Alphabets#
Note
These docs now use the new_type
core objects via the following setting.
import os
# using new types without requiring an explicit argument
os.environ["COGENT3_NEW_TYPE"] = "1"
CharAlphabet
and MolType
#
MolType
instances have an CharAlphabet
.
from cogent3 import get_moltype
dna = get_moltype("dna")
print(dna.alphabet)
protein = get_moltype("protein")
print(protein.alphabet)
('T', 'C', 'A', 'G')
('A', 'C', 'D', 'E', 'F', 'G', 'H', 'I', 'K', 'L', 'M', 'N', 'P', 'Q', 'R', 'S', 'T', 'U', 'V', 'W', 'Y')
CharAlphabet
instances reference the MolType
that created them.
dna.alphabet.moltype is dna
True
Creating tuple alphabets#
You can create a tuple alphabet of, for example, dinucleotides or trinucleotides.
dinuc_alphabet = dna.alphabet.get_kmer_alphabet(2)

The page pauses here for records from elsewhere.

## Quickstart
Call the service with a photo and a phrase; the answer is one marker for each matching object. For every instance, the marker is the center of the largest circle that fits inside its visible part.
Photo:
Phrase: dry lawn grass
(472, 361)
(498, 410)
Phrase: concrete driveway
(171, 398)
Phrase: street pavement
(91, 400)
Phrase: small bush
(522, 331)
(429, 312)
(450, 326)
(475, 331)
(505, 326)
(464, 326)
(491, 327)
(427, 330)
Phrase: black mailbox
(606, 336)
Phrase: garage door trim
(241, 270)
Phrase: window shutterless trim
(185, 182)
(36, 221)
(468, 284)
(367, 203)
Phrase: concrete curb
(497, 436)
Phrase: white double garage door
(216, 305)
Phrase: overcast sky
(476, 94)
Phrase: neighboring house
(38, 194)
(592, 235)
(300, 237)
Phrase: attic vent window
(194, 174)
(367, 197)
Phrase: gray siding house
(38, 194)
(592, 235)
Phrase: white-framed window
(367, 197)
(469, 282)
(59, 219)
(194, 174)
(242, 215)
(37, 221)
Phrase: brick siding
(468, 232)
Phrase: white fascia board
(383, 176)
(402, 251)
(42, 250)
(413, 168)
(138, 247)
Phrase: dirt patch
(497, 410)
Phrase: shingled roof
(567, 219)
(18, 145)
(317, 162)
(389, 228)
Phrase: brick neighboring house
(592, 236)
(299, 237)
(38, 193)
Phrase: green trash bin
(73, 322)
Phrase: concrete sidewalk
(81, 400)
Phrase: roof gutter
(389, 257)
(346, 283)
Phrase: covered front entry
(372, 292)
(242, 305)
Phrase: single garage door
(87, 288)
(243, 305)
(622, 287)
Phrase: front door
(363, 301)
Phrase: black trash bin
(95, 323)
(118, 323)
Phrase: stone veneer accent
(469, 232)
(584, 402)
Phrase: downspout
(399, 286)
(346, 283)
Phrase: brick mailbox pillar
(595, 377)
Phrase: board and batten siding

trinuc_alphabet = dna.alphabet.get_kmer_alphabet(3)
print(dinuc_alphabet, trinuc_alphabet, sep="\n")
('TT', 'TC', 'TA', 'TG', 'CT', 'CC', 'CA', 'CG', 'AT', 'AC', 'AA', 'AG', 'GT', 'GC', 'GA', 'GG')
('TTT', 'TTC', 'TTA', 'TTG', 'TCT', 'TCC', 'TCA', 'TCG', 'TAT', 'TAC', 'TAA', 'TAG', 'TGT', 'TGC', 'TGA', 'TGG', 'CTT', 'CTC', 'CTA', 'CTG', 'CCT', 'CCC', 'CCA', 'CCG', 'CAT', 'CAC', 'CAA', 'CAG', 'CGT', 'CGC', 'CGA', 'CGG', 'ATT', 'ATC', 'ATA', 'ATG', 'ACT', 'ACC', 'ACA', 'ACG', 'AAT', 'AAC', 'AAA', 'AAG', 'AGT', 'AGC', 'AGA', 'AGG', 'GTT', 'GTC', 'GTA', 'GTG', 'GCT', 'GCC', 'GCA', 'GCG', 'GAT', 'GAC', 'GAA', 'GAG', 'GGT', 'GGC', 'GGA', 'GGG')
Convert a sequence into integers#
seq = "TAGT"
indices = dna.alphabet.to_indices(seq)
indices
array([0, 2, 3, 0], dtype=uint8)
Convert integers to a sequence#
import numpy
data = numpy.array([0, 2, 3, 0], dtype=numpy.uint8)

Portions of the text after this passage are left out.